Grand Forks woman’s road to atrial fibrillation diagnosisNancy Harvey, 72, was in her early 50s when she experienced the first sign that her heart was not working as it should. As a fifth-grade teacher in Thompson, she was walking down a hallway when she fainted.
By: Pamela Knudson, Grand Forks Herald
GRAND FORKS, N.D. -- Nancy Harvey, 72, was in her early 50s when she experienced the first sign that her heart was not working as it should.
As a fifth-grade teacher in Thompson, she was walking down a hallway when she fainted.
“The parent who was walking with me had to haul me into the office,” said Harvey, of Grand Forks. “I got so short of breath.”
By the time her husband, John, picked her up and rushed her to Grand Forks, her heartbeat had returned to normal.

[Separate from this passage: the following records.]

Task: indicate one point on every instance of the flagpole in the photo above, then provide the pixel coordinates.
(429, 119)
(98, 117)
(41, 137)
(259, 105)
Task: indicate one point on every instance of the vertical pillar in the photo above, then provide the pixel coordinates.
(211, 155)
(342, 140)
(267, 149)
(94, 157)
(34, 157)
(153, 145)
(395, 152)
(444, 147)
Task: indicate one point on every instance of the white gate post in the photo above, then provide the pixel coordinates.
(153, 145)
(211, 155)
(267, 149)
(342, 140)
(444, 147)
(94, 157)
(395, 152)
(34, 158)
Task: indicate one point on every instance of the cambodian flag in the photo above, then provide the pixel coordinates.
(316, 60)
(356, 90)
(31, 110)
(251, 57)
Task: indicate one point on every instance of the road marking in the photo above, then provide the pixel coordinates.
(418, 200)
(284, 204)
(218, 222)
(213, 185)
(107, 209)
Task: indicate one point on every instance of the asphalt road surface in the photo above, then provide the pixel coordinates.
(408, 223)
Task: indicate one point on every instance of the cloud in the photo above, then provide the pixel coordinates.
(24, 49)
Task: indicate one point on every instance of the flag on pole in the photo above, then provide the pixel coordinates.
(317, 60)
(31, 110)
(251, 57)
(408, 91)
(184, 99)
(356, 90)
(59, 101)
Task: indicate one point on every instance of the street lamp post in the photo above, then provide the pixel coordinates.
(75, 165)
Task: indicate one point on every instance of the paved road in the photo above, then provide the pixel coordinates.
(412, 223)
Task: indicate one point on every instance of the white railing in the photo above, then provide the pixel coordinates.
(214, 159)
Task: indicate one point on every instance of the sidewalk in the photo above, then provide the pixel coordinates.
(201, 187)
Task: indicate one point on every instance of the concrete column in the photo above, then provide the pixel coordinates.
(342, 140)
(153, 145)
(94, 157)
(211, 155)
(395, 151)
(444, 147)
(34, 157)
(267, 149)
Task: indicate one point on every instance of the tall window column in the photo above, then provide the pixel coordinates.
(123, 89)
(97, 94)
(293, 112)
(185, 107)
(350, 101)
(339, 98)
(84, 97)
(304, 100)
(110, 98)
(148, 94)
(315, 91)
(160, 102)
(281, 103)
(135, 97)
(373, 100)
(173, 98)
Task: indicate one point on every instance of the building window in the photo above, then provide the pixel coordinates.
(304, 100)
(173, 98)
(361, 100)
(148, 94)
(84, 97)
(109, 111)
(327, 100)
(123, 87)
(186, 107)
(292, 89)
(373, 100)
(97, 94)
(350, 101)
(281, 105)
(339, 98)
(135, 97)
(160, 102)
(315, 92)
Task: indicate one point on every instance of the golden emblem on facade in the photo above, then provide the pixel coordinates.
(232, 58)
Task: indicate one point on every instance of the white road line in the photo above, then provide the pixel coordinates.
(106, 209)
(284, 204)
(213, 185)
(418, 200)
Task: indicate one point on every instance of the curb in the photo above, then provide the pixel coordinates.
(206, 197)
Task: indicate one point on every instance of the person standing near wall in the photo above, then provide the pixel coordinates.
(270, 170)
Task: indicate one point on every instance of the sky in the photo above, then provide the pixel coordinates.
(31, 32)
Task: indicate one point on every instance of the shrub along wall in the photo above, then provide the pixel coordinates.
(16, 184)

Still, she said, “I was pretty worried.”
Her doctor said her symptoms “were postmenopausal,” she said. “He said it was all in my head.”
Her condition was later diagnosed as atrial fibrillation, a problem that causes the heart to beat irregularly or chaotically. It can lead to stroke or other complications.

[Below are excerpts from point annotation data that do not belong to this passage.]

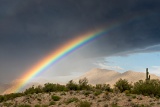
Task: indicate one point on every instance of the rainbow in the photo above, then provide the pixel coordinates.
(58, 54)
(61, 52)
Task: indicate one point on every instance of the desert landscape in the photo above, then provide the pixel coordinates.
(79, 53)
(122, 92)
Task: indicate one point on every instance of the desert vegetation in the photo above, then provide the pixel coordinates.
(144, 93)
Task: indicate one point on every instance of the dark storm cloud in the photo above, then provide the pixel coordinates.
(30, 29)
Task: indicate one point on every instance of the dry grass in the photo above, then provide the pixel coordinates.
(72, 99)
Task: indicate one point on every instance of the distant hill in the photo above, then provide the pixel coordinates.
(101, 76)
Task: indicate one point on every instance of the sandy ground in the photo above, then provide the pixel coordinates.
(105, 99)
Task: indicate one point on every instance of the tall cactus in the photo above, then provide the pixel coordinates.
(147, 74)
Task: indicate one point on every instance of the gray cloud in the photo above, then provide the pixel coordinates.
(30, 29)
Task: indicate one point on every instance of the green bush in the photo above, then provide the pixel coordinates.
(37, 105)
(7, 104)
(52, 103)
(122, 85)
(24, 105)
(33, 90)
(71, 85)
(103, 87)
(84, 104)
(97, 92)
(151, 87)
(49, 87)
(74, 99)
(83, 84)
(56, 98)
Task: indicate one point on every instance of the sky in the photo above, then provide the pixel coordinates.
(31, 29)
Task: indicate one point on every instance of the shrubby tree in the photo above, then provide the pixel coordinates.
(122, 85)
(72, 85)
(151, 87)
(83, 84)
(103, 87)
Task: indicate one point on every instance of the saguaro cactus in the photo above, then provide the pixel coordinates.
(147, 74)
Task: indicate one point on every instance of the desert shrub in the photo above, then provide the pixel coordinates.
(103, 87)
(70, 100)
(114, 105)
(71, 85)
(7, 104)
(10, 96)
(52, 103)
(24, 105)
(37, 105)
(83, 84)
(97, 92)
(44, 105)
(122, 85)
(86, 93)
(151, 87)
(33, 90)
(84, 104)
(56, 98)
(49, 87)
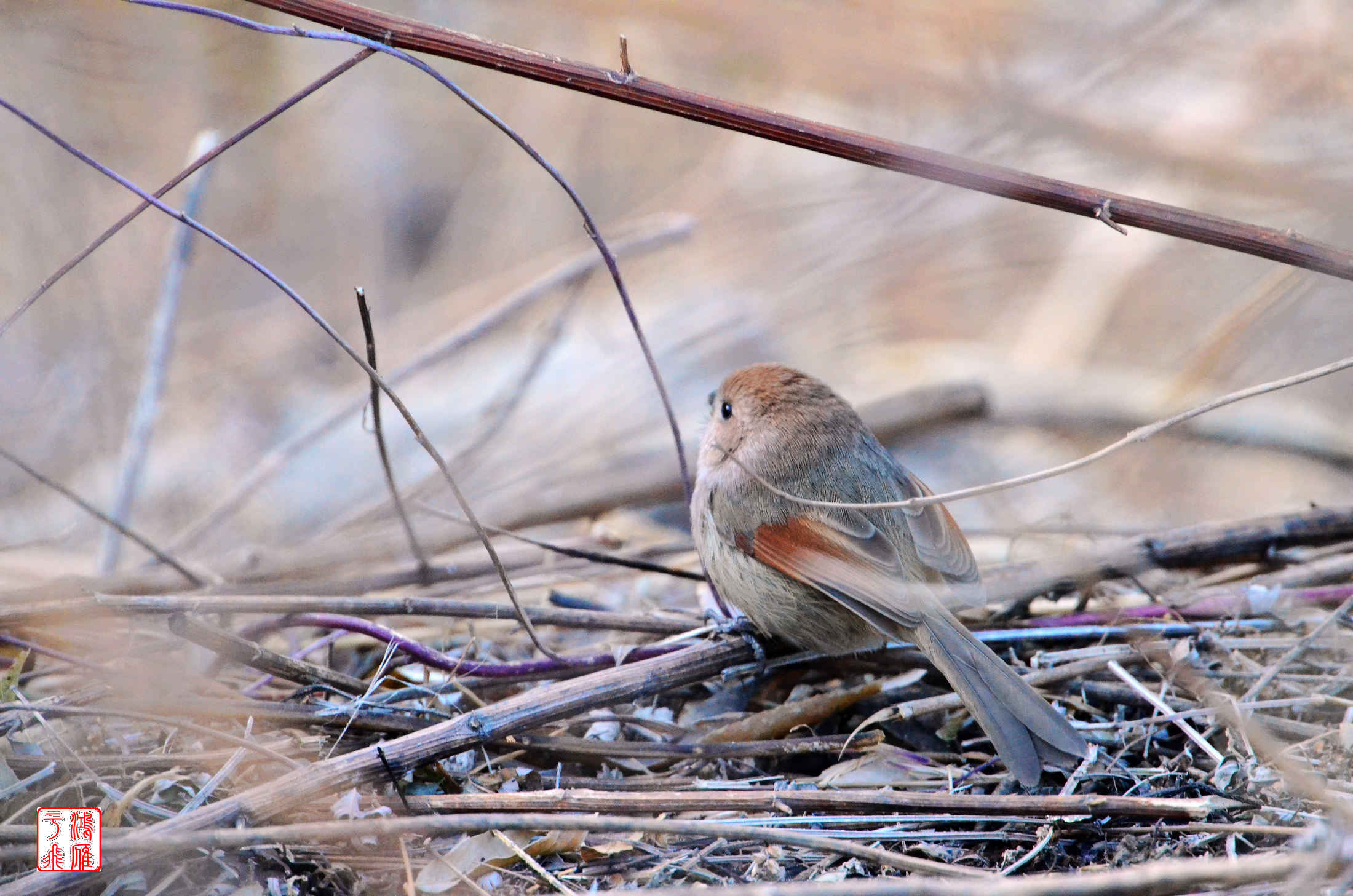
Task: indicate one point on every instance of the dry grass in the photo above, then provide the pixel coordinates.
(1046, 338)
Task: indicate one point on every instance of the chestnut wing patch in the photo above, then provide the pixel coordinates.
(860, 569)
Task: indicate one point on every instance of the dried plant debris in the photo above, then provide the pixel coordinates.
(1216, 734)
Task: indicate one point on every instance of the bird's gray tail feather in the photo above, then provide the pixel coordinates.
(1025, 727)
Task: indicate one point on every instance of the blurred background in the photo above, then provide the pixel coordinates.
(876, 282)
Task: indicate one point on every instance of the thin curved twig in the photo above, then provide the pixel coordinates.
(381, 437)
(1141, 434)
(103, 517)
(178, 179)
(589, 224)
(596, 557)
(333, 335)
(647, 234)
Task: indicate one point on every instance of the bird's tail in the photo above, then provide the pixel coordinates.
(1026, 730)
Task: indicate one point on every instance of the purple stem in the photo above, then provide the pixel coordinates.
(436, 659)
(1215, 605)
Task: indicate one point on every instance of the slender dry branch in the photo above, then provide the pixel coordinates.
(1141, 434)
(146, 409)
(410, 34)
(410, 605)
(645, 236)
(1188, 546)
(99, 515)
(231, 646)
(178, 179)
(382, 45)
(420, 436)
(144, 846)
(842, 802)
(522, 712)
(420, 557)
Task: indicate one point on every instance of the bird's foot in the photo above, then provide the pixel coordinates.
(745, 628)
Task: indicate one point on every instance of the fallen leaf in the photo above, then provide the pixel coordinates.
(472, 857)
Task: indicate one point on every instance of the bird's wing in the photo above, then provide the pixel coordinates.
(849, 560)
(942, 547)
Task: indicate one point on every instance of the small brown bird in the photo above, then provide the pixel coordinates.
(834, 580)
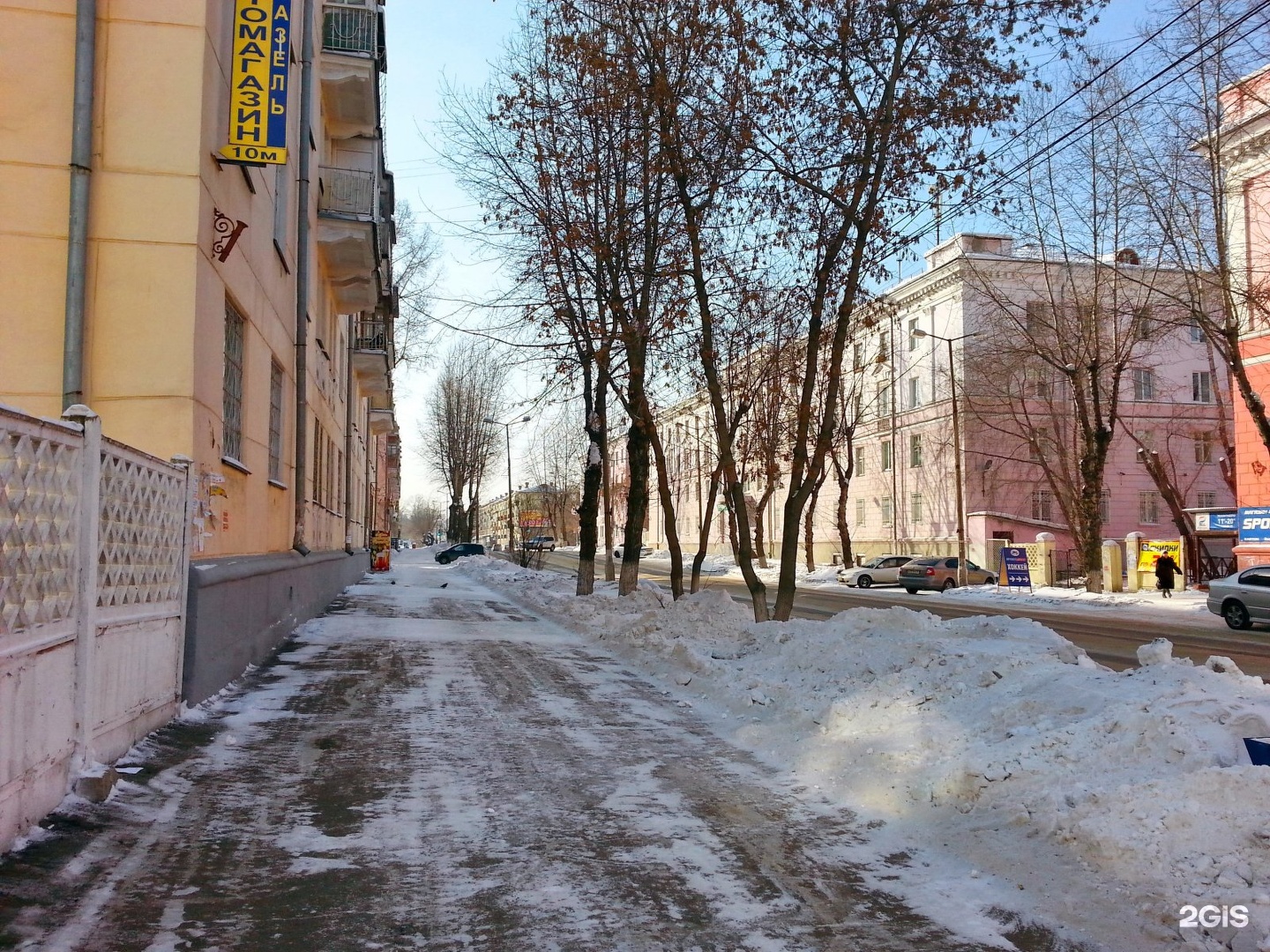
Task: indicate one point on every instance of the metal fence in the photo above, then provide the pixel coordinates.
(347, 192)
(349, 29)
(94, 555)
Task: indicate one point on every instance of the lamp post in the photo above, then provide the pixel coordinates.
(511, 518)
(957, 452)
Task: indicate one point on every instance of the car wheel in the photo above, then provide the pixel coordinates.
(1236, 616)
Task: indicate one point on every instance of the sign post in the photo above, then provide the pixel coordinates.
(1013, 569)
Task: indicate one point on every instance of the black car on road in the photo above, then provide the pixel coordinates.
(464, 548)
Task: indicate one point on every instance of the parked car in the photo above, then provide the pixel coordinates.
(644, 553)
(464, 548)
(938, 574)
(1243, 598)
(883, 570)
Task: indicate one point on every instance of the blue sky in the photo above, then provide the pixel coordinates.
(432, 43)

In the years that followed, Harvey consulted other doctors. The effects of various prescription drugs and medical procedures “would only last for so long,” she said.
“It finally got to the point where nothing was working.”
She would faint as many as three times in a half-hour, she said. For several years, she was unable to travel.
“I was so weak I had to watch my daughter’s wedding reception in our backyard from my bedroom window.”
She would go down to the basement “and I couldn’t get back up; my husband had to help me,” she said.
It took quite a few years -- as well as assorted medications, medical tests, procedures and hospitalizations -- before Harvey received the correct diagnosis and treatment she needed.
“I don’t know how many times I heard, ‘Nancy, you’re unique. We don’t know what to do with you,’ ” she said.
Finally, she was referred to a heart specialist in Minneapolis who performed a procedure, “ablation,” which essentially creates a ring of scar tissue that controls the path of electrical impulses in the heart. Electricity cannot pass through scar tissue.
After that, “the heart flutter went away, but the atrial fibrillation did not,” she said.
About 2 1/2 years ago, she received a pacemaker. A little over a year ago, she underwent surgery to receive a new heart valve.
Together they are “wonderful,” she said.
She has been prescribed several medications, including a blood thinner that she will have to take the rest of her life, she said. The blood-thinning drug is intended to prevent stroke.
“It’s been a long, long haul,” she said. “I have to attribute my getting better and attitude to my husband.”
John has taken on household tasks to help his wife.
“He buys all the groceries,” she said. “He is not a good cook, but he knows every frozen food that is low in sodium.
“If I go grocery shopping, I’m pretty tuckered out afterward,” she said.
He does the laundry and unloads the bottom rack of the dishwasher because his wife can’t bend over.
‘Great family support’
She also credits “great family support” for the quality of her health now.
Her son, Rick Elliott of East Grand Forks, Minn., calls her daily, she said, and “balls me out” if she is not following medical advice.
She has a special bond with grandson Jonathon, 11, whom she took care of until he was 3, so his mother, Harvey’s daughter, could pursue a college degree.
“I loved every minute of it,” she said.
At one point, when she was taking care of Jonathon, “he wanted to go to the Lake Agassiz School playground so badly” -- a few blocks from her home.
At that time, “I could only walk to the end of the driveway,” she said.
Her grandson kept urging her to go a little farther in each outing.
“Within three days, my grandson had me walking to the park,” she said.
“It gives me chills to think of it. I took care of him (when he was a baby), and he took care of me.”
She said she would encourage others who may be having symptoms similar to hers to see their doctor and, if unsatisfied with the care, to search out another doctor.
“I know there are people out there who don’t know what to do, because I didn’t know what to do,” she said.
“I don’t want anyone to go through what I went through.”